Prendiamo un settimanale  diocesano qualunque del Triveneto, ad esempio “L’amico del popolo” (della diocesi di Belluno-Feltre) e scegliamo un articolo di carattere religioso (se così si possono definire). Spicca subito, tra  gli altri, il solito articolo di propaganda pro-immigrati, intitolato stavolta, “Bellunesi e migranti in preghiera per i morti in mare”; fin qui niente di male, dal titolo sembrerebbe un articolo dei bei tempi andati; ma attenzione al sotto-titolo “Le grandi acque non possono spegnere l’amore”, una frase vuota, senza senso compiuto, che  ricorda tanto quelle degli hyppies, dei beat, dei capelloni degli anni della contestazione generale.
La manifestazione, indetta da una parrocchia del posto, ed ovviamente estesa ai musulmani, con intervento di un loro Imam, ha visto la partecipazione del Vescovo di Belluno-Feltre, mons. Renato Marangoni, tanto per dare una chiara impronta ecumenica all’avvenimento.

Immancabile l’ apologia dell’ecumenismo da parte dell’articolista, che mette bene in risalto come Vescovo ed Imam “fianco a fianco camminano, ascoltano, suggeriscono vie di incontro e di dialogo”. Ma un chiaro invito a convertirsi all’unica vera religione, quella che ci offre l’accesso al Paradiso, non poteva rivolgerlo, Sua Eccellenza,  all’Imam ed ai suoi fedeli ?; ci mancherebbe altro, sarebbe stata aperta disobbedienza a papa Francesco, che ha sostenuto apertamente che “il proselitismo è una solenne sciocchezza, non ha senso”, ribadendo poi il concetto in un’altra occasione con l’affermare testualmente “vado a convincere qualcuno a farsi cattolico? no, no, no”.
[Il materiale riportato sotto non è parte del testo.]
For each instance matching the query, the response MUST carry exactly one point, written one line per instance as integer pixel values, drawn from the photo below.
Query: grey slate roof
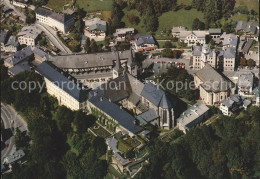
(21, 67)
(245, 79)
(212, 80)
(61, 81)
(214, 31)
(30, 31)
(229, 39)
(88, 60)
(20, 55)
(23, 54)
(247, 46)
(189, 116)
(116, 89)
(149, 115)
(111, 109)
(198, 33)
(230, 52)
(63, 18)
(197, 50)
(96, 23)
(144, 39)
(235, 99)
(241, 25)
(155, 96)
(178, 29)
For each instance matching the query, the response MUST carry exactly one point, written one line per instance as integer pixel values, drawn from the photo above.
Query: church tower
(131, 64)
(118, 69)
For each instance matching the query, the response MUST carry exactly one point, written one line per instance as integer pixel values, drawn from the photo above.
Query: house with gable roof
(214, 87)
(193, 37)
(95, 29)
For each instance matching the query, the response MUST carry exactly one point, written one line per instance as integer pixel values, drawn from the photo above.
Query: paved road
(16, 11)
(51, 33)
(52, 36)
(11, 120)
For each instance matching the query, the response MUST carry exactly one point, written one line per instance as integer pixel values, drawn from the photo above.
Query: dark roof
(20, 56)
(144, 39)
(117, 89)
(19, 68)
(149, 115)
(114, 111)
(247, 46)
(212, 80)
(156, 96)
(61, 81)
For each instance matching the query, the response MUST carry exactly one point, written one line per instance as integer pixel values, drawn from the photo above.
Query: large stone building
(221, 59)
(250, 29)
(195, 115)
(147, 101)
(213, 86)
(66, 91)
(53, 19)
(95, 29)
(144, 42)
(192, 38)
(120, 34)
(29, 35)
(100, 67)
(233, 103)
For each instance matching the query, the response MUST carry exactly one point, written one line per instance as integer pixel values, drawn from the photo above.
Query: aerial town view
(118, 89)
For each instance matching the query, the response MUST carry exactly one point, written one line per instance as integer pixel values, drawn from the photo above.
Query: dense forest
(61, 146)
(229, 148)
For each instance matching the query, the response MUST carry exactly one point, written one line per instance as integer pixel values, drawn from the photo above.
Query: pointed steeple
(130, 61)
(118, 66)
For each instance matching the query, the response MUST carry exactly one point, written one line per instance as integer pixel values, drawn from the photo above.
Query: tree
(243, 62)
(99, 146)
(167, 44)
(198, 25)
(251, 62)
(151, 22)
(21, 139)
(133, 19)
(87, 46)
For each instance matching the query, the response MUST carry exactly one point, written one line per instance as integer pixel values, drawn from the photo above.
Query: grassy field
(88, 5)
(166, 21)
(140, 26)
(95, 5)
(251, 4)
(178, 18)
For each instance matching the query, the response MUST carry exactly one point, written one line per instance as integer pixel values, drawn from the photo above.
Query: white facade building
(58, 21)
(193, 37)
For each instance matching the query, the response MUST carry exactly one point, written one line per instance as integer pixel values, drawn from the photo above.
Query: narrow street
(11, 120)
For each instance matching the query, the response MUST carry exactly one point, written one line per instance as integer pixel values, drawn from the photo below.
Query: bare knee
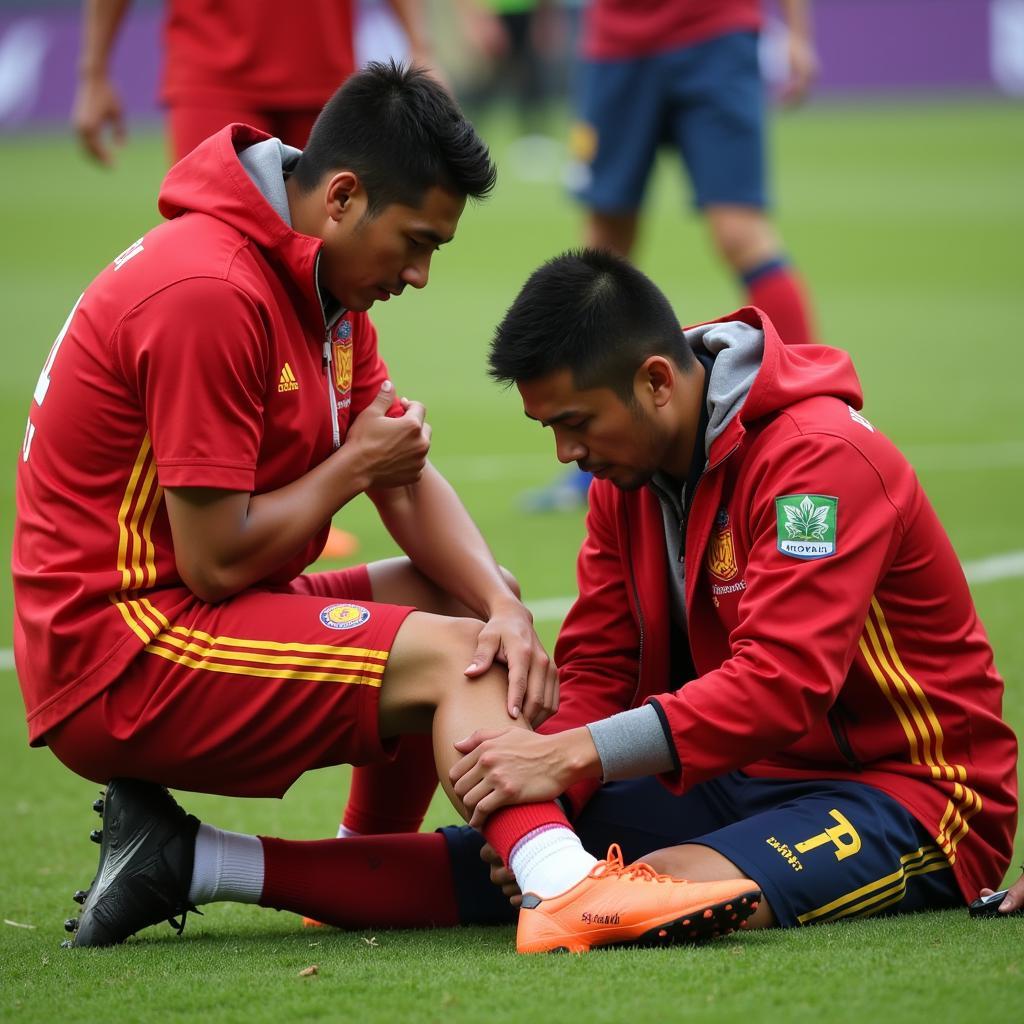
(701, 863)
(426, 667)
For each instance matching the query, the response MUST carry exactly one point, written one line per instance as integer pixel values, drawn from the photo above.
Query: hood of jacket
(755, 375)
(214, 180)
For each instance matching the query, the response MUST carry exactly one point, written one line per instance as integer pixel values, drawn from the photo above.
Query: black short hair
(592, 313)
(402, 133)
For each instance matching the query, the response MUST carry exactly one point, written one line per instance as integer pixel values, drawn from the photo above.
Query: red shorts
(188, 124)
(241, 698)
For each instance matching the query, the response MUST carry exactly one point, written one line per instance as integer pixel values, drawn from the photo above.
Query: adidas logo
(288, 381)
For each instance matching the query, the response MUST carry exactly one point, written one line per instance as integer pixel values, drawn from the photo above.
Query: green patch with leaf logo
(806, 525)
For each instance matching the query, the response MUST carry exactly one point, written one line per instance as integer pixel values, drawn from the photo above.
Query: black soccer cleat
(146, 848)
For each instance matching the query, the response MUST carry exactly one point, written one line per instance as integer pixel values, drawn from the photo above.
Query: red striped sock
(509, 824)
(371, 882)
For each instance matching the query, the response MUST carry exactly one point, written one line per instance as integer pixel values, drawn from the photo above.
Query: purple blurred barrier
(865, 46)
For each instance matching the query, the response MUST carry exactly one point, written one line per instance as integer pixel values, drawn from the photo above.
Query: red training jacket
(200, 357)
(866, 663)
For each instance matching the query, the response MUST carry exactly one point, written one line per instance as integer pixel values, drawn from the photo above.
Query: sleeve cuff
(632, 744)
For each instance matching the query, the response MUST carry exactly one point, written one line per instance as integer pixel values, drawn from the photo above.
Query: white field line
(1006, 566)
(549, 609)
(927, 457)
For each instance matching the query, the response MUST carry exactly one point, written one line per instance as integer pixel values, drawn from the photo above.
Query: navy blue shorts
(707, 100)
(820, 850)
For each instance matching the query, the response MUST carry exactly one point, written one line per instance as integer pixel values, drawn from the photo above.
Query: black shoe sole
(111, 838)
(692, 929)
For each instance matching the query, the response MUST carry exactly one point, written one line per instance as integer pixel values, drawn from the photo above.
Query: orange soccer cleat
(633, 905)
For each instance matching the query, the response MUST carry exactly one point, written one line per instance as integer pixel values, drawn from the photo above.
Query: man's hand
(1014, 899)
(501, 876)
(803, 70)
(97, 107)
(514, 766)
(392, 450)
(508, 636)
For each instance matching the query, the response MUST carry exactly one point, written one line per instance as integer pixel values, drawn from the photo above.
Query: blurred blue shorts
(706, 99)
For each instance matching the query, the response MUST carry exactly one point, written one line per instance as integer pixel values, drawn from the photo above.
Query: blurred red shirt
(615, 30)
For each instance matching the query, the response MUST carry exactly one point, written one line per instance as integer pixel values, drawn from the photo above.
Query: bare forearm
(431, 525)
(100, 24)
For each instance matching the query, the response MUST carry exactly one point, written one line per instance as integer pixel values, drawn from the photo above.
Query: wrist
(353, 468)
(583, 760)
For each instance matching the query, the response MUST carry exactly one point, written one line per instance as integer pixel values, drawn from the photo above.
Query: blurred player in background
(685, 74)
(258, 62)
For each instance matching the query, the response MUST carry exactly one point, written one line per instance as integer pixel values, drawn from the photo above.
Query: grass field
(906, 221)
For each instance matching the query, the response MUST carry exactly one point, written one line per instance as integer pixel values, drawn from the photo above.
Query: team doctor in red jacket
(771, 619)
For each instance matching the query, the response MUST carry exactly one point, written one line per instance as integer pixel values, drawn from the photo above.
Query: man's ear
(656, 379)
(343, 189)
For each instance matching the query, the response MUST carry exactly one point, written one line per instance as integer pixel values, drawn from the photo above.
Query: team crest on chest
(344, 616)
(342, 356)
(721, 557)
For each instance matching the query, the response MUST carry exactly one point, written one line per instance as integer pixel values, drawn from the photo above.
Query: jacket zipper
(636, 599)
(842, 739)
(328, 359)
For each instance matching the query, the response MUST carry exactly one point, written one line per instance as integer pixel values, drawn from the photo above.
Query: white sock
(550, 860)
(227, 866)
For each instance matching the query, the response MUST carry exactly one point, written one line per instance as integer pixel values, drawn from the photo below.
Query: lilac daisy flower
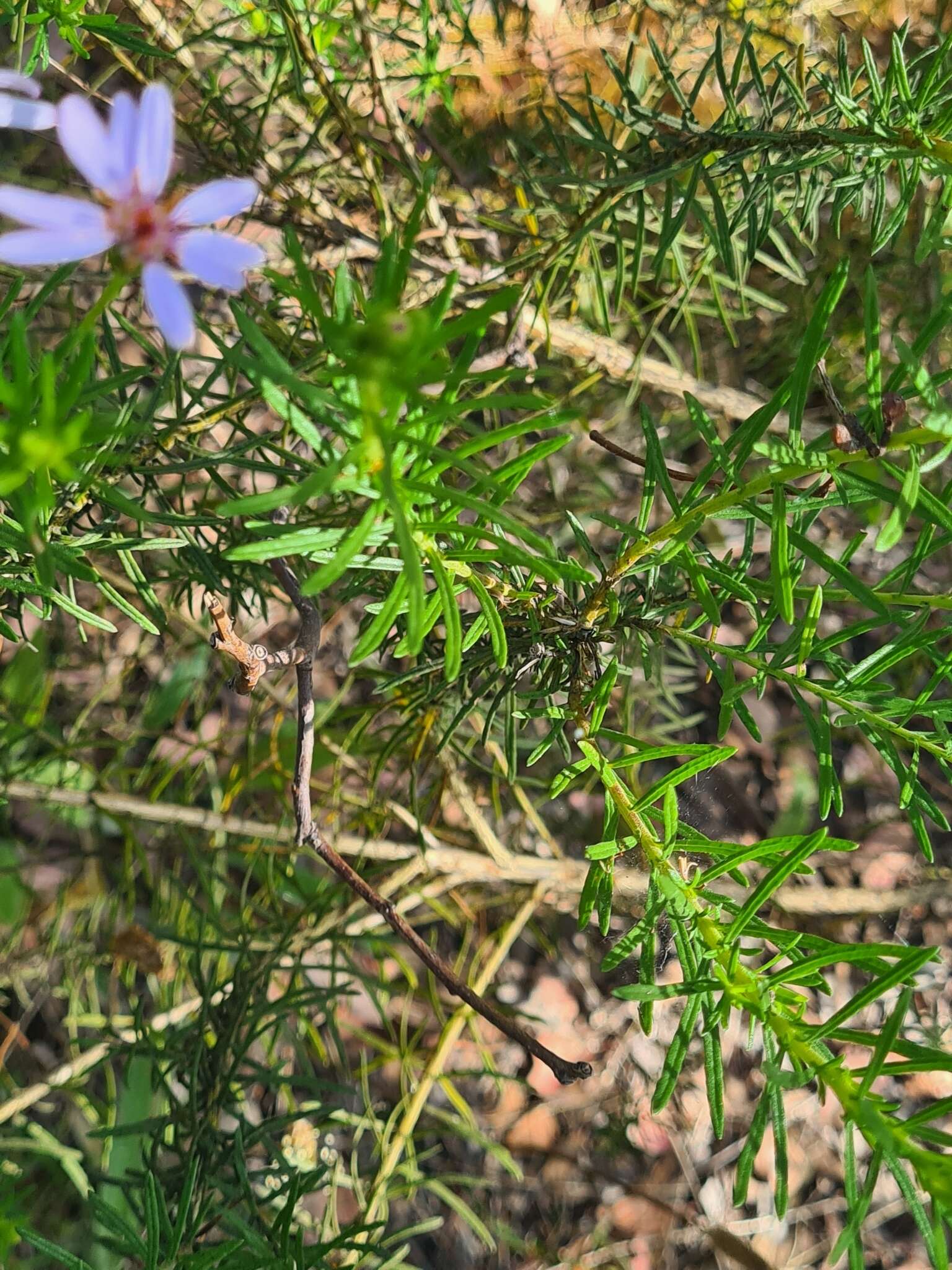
(128, 164)
(19, 107)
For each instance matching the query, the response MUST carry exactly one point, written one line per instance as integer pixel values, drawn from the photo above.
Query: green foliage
(494, 615)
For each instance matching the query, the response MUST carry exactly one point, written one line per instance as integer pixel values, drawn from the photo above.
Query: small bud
(894, 411)
(843, 438)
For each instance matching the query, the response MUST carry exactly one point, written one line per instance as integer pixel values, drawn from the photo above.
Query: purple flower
(23, 111)
(128, 163)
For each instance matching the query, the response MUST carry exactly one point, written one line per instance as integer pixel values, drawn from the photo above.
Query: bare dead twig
(307, 835)
(674, 473)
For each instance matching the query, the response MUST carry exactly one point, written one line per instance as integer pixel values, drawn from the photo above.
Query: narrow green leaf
(496, 631)
(780, 557)
(677, 1053)
(452, 652)
(810, 349)
(345, 554)
(772, 882)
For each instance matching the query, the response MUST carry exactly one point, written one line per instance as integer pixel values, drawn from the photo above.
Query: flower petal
(154, 141)
(169, 305)
(50, 211)
(87, 144)
(17, 83)
(52, 247)
(215, 201)
(17, 113)
(218, 259)
(123, 122)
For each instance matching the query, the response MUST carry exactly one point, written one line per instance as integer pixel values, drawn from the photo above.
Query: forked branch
(307, 835)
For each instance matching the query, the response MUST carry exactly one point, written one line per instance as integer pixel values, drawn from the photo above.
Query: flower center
(141, 226)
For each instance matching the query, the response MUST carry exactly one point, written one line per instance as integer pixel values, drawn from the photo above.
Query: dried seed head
(894, 409)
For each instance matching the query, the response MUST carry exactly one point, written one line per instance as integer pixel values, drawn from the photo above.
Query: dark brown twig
(307, 835)
(674, 473)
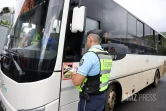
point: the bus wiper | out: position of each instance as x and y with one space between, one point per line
15 62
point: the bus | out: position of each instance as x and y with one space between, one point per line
36 76
6 18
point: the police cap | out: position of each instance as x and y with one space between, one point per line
98 32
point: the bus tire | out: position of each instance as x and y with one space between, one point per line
156 79
111 98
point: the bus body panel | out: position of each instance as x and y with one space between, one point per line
30 95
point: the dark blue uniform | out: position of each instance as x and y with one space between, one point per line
90 66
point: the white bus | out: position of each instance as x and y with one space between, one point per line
35 77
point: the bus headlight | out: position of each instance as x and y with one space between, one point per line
37 109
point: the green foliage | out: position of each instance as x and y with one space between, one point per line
4 22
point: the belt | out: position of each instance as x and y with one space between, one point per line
87 96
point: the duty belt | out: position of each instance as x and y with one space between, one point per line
85 95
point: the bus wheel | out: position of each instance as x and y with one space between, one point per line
111 98
156 79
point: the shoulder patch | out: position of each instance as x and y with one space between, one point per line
81 62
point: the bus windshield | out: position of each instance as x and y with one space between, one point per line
35 40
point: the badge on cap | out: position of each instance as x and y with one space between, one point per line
81 62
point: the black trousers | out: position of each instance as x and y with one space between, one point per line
96 103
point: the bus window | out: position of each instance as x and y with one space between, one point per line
114 21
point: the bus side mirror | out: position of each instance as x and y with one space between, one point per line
160 40
7 10
78 19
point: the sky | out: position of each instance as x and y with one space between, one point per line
152 12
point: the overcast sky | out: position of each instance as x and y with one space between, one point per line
153 12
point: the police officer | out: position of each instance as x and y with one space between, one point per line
91 78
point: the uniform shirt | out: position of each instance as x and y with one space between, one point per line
89 64
32 34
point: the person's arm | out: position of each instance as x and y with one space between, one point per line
23 41
27 36
77 78
83 70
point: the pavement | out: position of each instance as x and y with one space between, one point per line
149 99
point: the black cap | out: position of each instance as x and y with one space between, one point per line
99 32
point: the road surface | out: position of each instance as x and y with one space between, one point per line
149 99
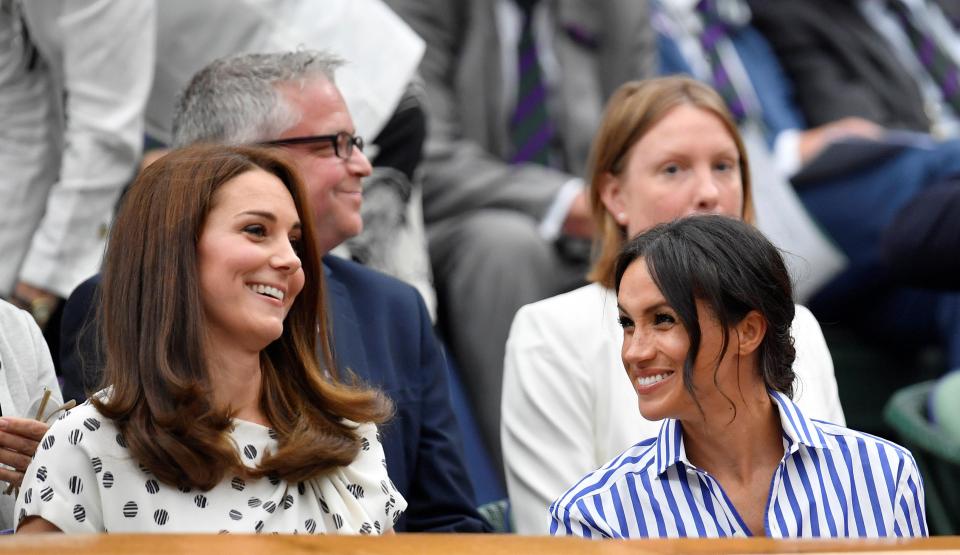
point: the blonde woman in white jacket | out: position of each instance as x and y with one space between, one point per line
26 370
666 148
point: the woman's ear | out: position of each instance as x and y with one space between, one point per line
611 194
751 331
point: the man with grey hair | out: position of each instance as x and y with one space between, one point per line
381 330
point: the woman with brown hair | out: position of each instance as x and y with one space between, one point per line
666 148
216 414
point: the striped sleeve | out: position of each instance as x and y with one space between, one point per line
583 518
909 516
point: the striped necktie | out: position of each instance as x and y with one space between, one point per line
715 30
938 63
530 129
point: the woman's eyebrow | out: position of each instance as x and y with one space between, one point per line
263 214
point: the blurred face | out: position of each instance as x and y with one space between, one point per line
249 270
333 184
685 164
655 346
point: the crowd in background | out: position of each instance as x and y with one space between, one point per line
469 174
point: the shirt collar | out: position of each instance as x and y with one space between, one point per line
797 430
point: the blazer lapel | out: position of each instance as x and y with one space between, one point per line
348 349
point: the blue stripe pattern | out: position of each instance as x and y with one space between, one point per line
831 482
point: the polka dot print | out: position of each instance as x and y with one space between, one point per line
99 487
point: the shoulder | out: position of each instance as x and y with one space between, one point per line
367 283
86 419
15 324
864 451
637 461
578 312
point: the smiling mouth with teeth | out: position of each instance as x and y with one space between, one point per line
650 380
266 290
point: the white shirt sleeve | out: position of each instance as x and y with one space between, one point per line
547 425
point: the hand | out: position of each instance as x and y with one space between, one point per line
579 223
19 438
813 141
40 303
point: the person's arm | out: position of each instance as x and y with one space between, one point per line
575 518
441 497
31 363
816 386
61 483
910 518
19 438
459 174
547 429
108 58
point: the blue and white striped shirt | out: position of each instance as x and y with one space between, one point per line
832 481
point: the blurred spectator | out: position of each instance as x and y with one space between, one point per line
922 245
884 60
74 79
515 91
855 204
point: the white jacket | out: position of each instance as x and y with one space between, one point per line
25 371
568 406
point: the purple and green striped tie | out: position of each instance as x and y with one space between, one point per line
714 31
530 129
937 61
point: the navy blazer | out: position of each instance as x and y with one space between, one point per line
383 334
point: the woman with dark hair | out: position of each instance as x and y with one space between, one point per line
705 306
216 414
665 148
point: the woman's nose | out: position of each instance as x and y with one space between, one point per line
707 192
286 258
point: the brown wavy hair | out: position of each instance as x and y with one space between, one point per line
152 327
631 112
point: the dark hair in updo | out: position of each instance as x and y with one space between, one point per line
731 267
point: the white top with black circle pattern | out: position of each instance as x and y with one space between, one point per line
82 479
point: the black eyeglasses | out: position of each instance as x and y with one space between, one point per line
343 143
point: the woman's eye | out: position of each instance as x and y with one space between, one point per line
256 230
662 318
671 169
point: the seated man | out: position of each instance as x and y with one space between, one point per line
381 329
854 207
887 61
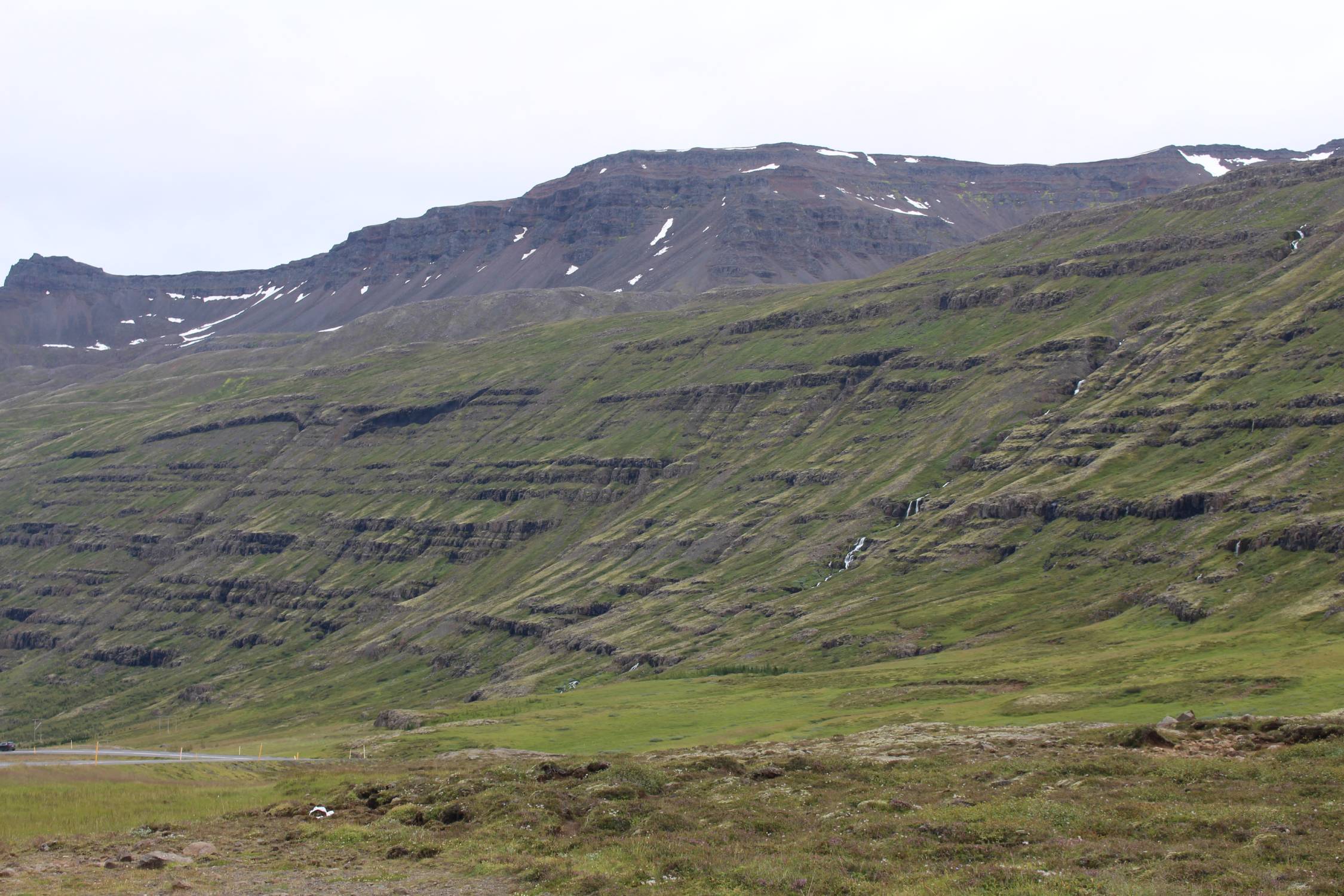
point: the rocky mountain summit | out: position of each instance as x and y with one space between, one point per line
633 222
1092 461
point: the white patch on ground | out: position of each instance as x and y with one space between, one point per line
663 233
202 330
1208 163
901 211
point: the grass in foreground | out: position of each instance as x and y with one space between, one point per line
1213 808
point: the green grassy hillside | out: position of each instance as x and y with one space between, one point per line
1094 464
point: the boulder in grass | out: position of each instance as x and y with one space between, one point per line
400 719
160 859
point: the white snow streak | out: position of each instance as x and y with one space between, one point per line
202 330
663 233
1208 163
901 211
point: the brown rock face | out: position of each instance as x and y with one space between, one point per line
636 222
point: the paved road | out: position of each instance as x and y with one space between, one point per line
119 757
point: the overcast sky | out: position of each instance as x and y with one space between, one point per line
160 137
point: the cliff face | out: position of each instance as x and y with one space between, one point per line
637 220
1108 435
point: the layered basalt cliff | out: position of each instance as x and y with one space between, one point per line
882 471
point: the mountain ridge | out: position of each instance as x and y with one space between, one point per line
773 214
1094 456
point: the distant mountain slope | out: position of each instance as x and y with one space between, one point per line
633 222
1094 461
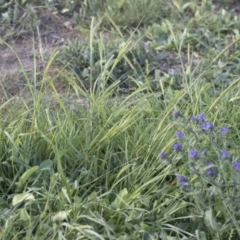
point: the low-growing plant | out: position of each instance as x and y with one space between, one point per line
207 171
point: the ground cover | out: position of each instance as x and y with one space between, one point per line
119 120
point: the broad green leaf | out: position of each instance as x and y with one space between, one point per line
22 197
26 176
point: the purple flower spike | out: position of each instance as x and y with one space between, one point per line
204 152
182 178
179 135
194 154
201 117
224 130
225 154
207 126
210 171
184 184
192 118
177 147
176 113
236 165
162 155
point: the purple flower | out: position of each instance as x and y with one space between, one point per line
201 117
176 113
194 154
204 152
210 171
179 135
184 184
162 155
183 181
177 147
225 154
236 165
192 118
182 178
224 130
207 126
Purtroppo (per loro)  questi Vescovi non tengono conto che obbedendo pedissequamente al loro comandante “pro tempore” disobbediscono apertamente al Capo Supremo della Chiesa, Cristo stesso che, al momento della Sua Ascensione al Cielo, ha comandato loro di evangelizzare tutte le genti (se questo non è  proselitismo, cos’altro è?), battezzandole nel nome del Padre, del Figlio e dello Spirito Santo; ma obbedire a questo comando, accogliere questo invito, significa testimoniare la fede in Cristo come unico Salvatore degli uomini (non c’è altro nome su tutta la terra nel quale gli uomini possano essere salvati…), e ciò in questa Chiesa modernista, relativista, sincretista, immanentista, antropocentrica (in una parola, massonica) è severamente vietato, pena l’immediata rimozione ed espulsione, come hanno sperimentato don Alessandro Minutella e don Angelo Mello de Carvalho.

La parola d’ordine del Concilio Vaticano II e degli irrequieti sessantottini, “vietato vietare”, trova nella Chiesa bergogliana un’unica eccezione: il divieto assoluto di testimoniare pubblicamente fedeltà a Cristo Re del Cielo e della terra.